TL;DR for operators

Coding assistants look much better when the task is a clean question than when the task is a messy software support conversation. That is the inconvenient point of CodeAssistBench, or CAB, a benchmark that turns resolved GitHub issues into multi-turn, project-grounded conversations where a model must behave like a maintainer, not a code-snippet vending machine.1

The headline result is blunt. Models that score roughly 70-83% on Stack Overflow-style questions solve only 7.22-16.49% of CAB issues from recent repositories. Even on all-time repositories, correctness ranges only from 13.58% to 29.14%. The gap is not decorative. It says that repository context, changing dependencies, build environments, user clarification, and satisfaction criteria are still hard.

For buyers and builders of AI developer tools, the lesson is not “LLMs cannot code.” That would be tidy, dramatic, and mostly wrong. The better lesson is that coding assistance is several jobs wearing one hoodie: search, diagnosis, environment reconstruction, dependency reasoning, explanation, and iterative support. Benchmarks that test only code generation measure one part of that bundle.

CAB’s contribution is not just another leaderboard. It is a method for generating harder, fresher evaluation tasks from GitHub issues, with simulated users, containerised environments, extracted satisfaction conditions, and an automated judge. That makes it useful as a pattern for internal evaluation: test agents against your own recent repositories, your own build systems, and your own definition of a satisfied developer.

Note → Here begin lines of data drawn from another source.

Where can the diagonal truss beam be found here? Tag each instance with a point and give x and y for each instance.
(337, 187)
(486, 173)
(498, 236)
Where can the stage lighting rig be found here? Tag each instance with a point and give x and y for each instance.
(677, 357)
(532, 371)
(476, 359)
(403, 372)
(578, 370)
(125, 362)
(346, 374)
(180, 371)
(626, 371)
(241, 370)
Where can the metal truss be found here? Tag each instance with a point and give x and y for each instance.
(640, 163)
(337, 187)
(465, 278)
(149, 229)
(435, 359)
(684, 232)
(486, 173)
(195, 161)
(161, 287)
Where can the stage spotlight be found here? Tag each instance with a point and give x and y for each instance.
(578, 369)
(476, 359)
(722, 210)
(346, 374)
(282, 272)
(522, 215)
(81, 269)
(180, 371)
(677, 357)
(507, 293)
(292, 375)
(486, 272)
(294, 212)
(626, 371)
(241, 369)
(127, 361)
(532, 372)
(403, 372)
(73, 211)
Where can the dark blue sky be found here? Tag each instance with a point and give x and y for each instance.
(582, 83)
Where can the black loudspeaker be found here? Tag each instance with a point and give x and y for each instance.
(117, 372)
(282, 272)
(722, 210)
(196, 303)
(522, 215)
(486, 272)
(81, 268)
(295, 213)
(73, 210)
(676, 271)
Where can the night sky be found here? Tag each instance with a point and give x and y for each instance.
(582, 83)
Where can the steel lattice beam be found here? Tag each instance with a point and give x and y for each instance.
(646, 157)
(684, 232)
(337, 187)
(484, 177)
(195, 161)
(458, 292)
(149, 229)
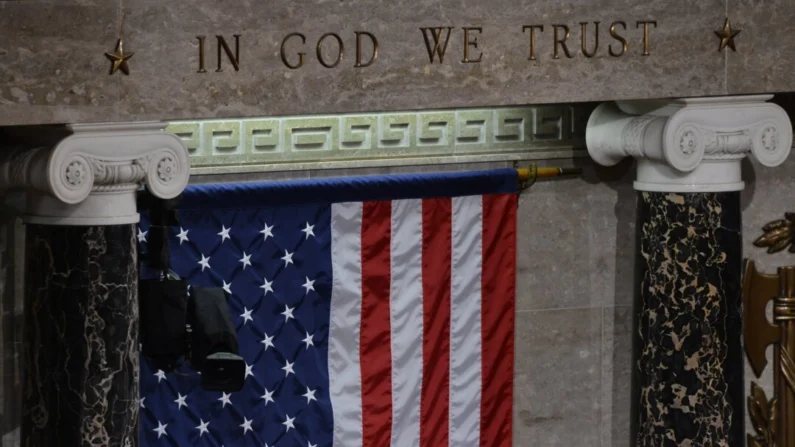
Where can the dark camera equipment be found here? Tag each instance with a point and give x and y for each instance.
(179, 325)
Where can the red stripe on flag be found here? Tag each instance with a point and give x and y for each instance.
(436, 258)
(498, 290)
(374, 341)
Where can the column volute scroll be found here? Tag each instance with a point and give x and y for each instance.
(690, 145)
(91, 176)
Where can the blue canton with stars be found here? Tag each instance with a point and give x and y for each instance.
(276, 263)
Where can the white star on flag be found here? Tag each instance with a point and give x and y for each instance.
(182, 235)
(246, 315)
(288, 368)
(224, 233)
(308, 231)
(308, 340)
(268, 396)
(181, 401)
(225, 399)
(205, 262)
(310, 395)
(287, 258)
(246, 425)
(288, 313)
(246, 260)
(289, 422)
(267, 341)
(202, 427)
(160, 375)
(161, 429)
(309, 285)
(267, 231)
(267, 286)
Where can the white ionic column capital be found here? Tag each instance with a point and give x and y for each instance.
(91, 176)
(690, 145)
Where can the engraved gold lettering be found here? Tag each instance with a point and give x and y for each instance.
(301, 54)
(583, 39)
(436, 33)
(532, 29)
(471, 43)
(359, 35)
(619, 38)
(646, 24)
(561, 42)
(201, 54)
(320, 50)
(234, 59)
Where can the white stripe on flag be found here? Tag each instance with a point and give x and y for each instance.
(345, 380)
(465, 334)
(405, 303)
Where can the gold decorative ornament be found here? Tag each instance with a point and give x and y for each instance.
(778, 234)
(773, 420)
(527, 176)
(727, 35)
(119, 58)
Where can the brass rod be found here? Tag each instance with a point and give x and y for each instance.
(526, 173)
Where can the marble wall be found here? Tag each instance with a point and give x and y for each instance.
(575, 291)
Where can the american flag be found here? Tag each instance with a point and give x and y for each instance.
(370, 312)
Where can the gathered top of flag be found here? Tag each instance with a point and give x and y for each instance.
(370, 312)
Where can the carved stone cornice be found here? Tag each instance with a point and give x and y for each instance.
(91, 176)
(690, 145)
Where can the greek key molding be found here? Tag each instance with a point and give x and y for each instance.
(91, 176)
(284, 142)
(672, 140)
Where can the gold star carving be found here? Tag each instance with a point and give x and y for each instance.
(119, 59)
(727, 35)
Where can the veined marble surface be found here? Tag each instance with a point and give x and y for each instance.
(689, 358)
(53, 68)
(81, 357)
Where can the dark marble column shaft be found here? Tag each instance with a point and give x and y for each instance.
(688, 367)
(81, 339)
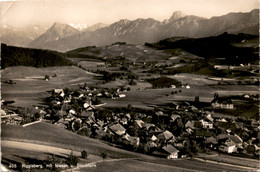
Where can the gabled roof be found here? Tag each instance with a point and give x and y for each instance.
(211, 140)
(166, 135)
(160, 113)
(139, 123)
(222, 136)
(118, 129)
(222, 100)
(174, 117)
(170, 149)
(86, 114)
(236, 139)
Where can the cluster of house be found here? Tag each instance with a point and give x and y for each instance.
(154, 132)
(169, 132)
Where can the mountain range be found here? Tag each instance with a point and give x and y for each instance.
(63, 37)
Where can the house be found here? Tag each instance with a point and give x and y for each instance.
(190, 124)
(222, 102)
(153, 138)
(139, 123)
(226, 143)
(174, 117)
(148, 125)
(121, 95)
(134, 141)
(171, 151)
(209, 118)
(228, 147)
(237, 140)
(211, 142)
(206, 124)
(165, 136)
(117, 129)
(60, 92)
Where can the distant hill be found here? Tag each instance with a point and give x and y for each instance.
(17, 56)
(240, 48)
(140, 31)
(95, 27)
(21, 36)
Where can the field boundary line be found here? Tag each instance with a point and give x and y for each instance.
(227, 164)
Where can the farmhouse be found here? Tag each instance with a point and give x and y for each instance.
(206, 124)
(117, 129)
(221, 102)
(171, 151)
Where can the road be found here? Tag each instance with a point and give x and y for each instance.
(131, 164)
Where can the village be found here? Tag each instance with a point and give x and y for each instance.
(176, 131)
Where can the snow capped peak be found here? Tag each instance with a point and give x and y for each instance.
(79, 26)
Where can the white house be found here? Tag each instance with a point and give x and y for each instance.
(171, 151)
(206, 124)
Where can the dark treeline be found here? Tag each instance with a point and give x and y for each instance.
(214, 47)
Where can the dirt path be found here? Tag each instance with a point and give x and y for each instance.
(226, 164)
(36, 147)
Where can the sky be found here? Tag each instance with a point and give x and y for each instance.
(46, 12)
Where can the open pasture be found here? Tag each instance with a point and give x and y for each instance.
(30, 86)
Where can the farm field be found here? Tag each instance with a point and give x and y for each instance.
(150, 97)
(253, 163)
(61, 141)
(31, 87)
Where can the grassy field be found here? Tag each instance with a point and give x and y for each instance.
(48, 134)
(233, 160)
(31, 87)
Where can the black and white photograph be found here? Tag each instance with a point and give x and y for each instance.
(129, 85)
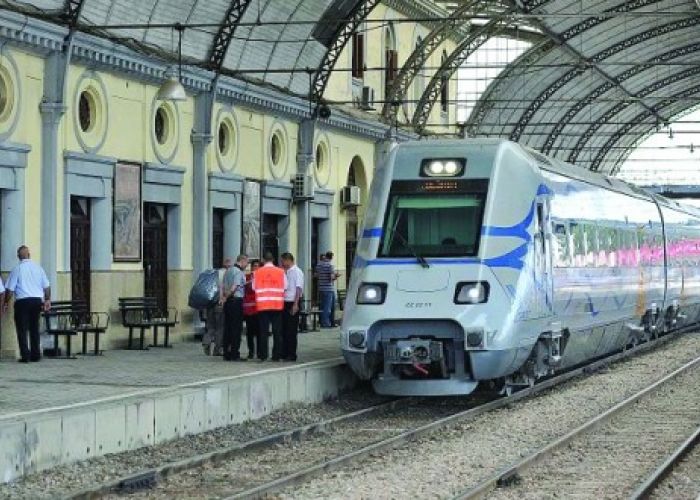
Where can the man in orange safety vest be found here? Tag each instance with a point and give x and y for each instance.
(269, 283)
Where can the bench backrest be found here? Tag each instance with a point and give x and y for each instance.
(135, 309)
(66, 315)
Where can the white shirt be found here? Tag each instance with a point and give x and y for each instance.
(27, 280)
(295, 279)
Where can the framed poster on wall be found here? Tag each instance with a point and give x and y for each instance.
(251, 240)
(126, 225)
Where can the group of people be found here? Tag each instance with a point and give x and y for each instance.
(30, 287)
(268, 299)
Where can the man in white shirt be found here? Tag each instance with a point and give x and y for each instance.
(292, 299)
(30, 286)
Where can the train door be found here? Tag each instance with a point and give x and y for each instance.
(542, 269)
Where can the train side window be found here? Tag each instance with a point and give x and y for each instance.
(562, 252)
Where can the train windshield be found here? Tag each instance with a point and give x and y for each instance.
(432, 225)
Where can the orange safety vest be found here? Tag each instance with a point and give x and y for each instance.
(249, 306)
(269, 289)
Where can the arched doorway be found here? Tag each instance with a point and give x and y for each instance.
(354, 214)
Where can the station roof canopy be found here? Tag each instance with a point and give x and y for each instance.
(600, 75)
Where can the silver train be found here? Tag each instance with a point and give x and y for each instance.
(483, 261)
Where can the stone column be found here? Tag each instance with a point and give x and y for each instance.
(51, 113)
(201, 249)
(305, 160)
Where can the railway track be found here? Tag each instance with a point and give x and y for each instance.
(661, 475)
(612, 451)
(344, 440)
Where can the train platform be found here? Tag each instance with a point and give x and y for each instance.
(59, 411)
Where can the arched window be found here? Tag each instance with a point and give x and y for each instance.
(444, 86)
(391, 58)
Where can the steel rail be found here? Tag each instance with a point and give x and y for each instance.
(148, 478)
(512, 472)
(335, 463)
(645, 489)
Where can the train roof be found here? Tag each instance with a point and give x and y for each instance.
(562, 168)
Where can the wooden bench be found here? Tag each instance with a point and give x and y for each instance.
(142, 313)
(307, 309)
(68, 318)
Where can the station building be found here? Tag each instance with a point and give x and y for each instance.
(118, 193)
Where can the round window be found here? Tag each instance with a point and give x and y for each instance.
(320, 157)
(86, 111)
(160, 125)
(223, 139)
(276, 149)
(226, 138)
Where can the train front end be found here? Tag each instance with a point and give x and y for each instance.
(428, 310)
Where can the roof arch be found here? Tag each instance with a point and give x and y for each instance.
(602, 66)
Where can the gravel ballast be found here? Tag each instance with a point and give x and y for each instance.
(683, 483)
(250, 469)
(609, 461)
(449, 462)
(61, 480)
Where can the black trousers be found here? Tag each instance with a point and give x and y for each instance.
(233, 327)
(290, 328)
(270, 319)
(27, 313)
(252, 331)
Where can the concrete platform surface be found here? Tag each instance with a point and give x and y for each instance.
(56, 383)
(61, 411)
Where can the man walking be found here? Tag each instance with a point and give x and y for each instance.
(30, 286)
(232, 299)
(250, 311)
(292, 298)
(269, 283)
(326, 287)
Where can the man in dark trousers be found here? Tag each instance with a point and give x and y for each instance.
(233, 290)
(30, 286)
(269, 283)
(292, 299)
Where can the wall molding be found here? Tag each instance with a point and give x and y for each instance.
(99, 53)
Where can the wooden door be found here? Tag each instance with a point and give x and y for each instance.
(217, 230)
(80, 249)
(155, 252)
(271, 241)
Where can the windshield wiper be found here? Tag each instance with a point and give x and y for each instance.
(421, 260)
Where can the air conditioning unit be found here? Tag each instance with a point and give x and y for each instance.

The boundary is equally important. CAB is automated, and automation leaves fingerprints. Its satisfaction conditions are accurate more often than they are complete. Its evaluation uses a sampled subset of issues. Its simulated user cannot fully mimic every developer’s confused, contradictory, “actually I meant…” follow-up. Its LLM judge reaches 65.92% average agreement with human annotators, which is useful but not oracle-grade. In other words, CAB is a better mirror, not a crystal ball. Sadly, procurement decks still prefer crystal balls.

The uncomfortable number is 16.49%

Start with the number that should make engineering leaders pause: 16.49%.

That is the best correctness score reported on CAB’s recent-repository subset. The model achieving it is ChatGPT 4.1 Mini. Other evaluated systems score lower: DeepSeek R1 and Sonnet 3.7 reach 11.34%, Sonnet 3.7 Think reaches 13.40%, Llama 3.3 70B reaches 9.33%, and Haiku 3.5 reaches 7.22%.

This is not a toy benchmark where the models are being asked to reverse a linked list while blindfolded. CAB is built from real GitHub issues labelled as questions or help-wanted, filtered for resolved technical support conversations, and converted into structured evaluation tasks. The assistant has to answer in a multi-turn interaction, with access to project context and, where relevant, a containerised environment.

The paper’s contrast is what matters. On Stack Overflow-style questions, the same broad class of models can look competent, with reported accuracy in the 70-83% range. On recent CAB repositories, the ceiling drops below 17%. That is not a rounding error. That is the difference between “this assistant is useful for known patterns” and “this assistant is ready to handle live support inside evolving codebases.”

The all-time repository subset is less brutal but still sobering. Correctness ranges from 13.58% to 29.14%. ChatGPT 4.1 Mini again leads with 29.14%, while Llama 3.3 70B is at the bottom with 13.58%. Partial correctness is common, which is exactly the problem: a half-right answer in a codebase can be worse than no answer, because it gives the user a beautifully formatted wrong path.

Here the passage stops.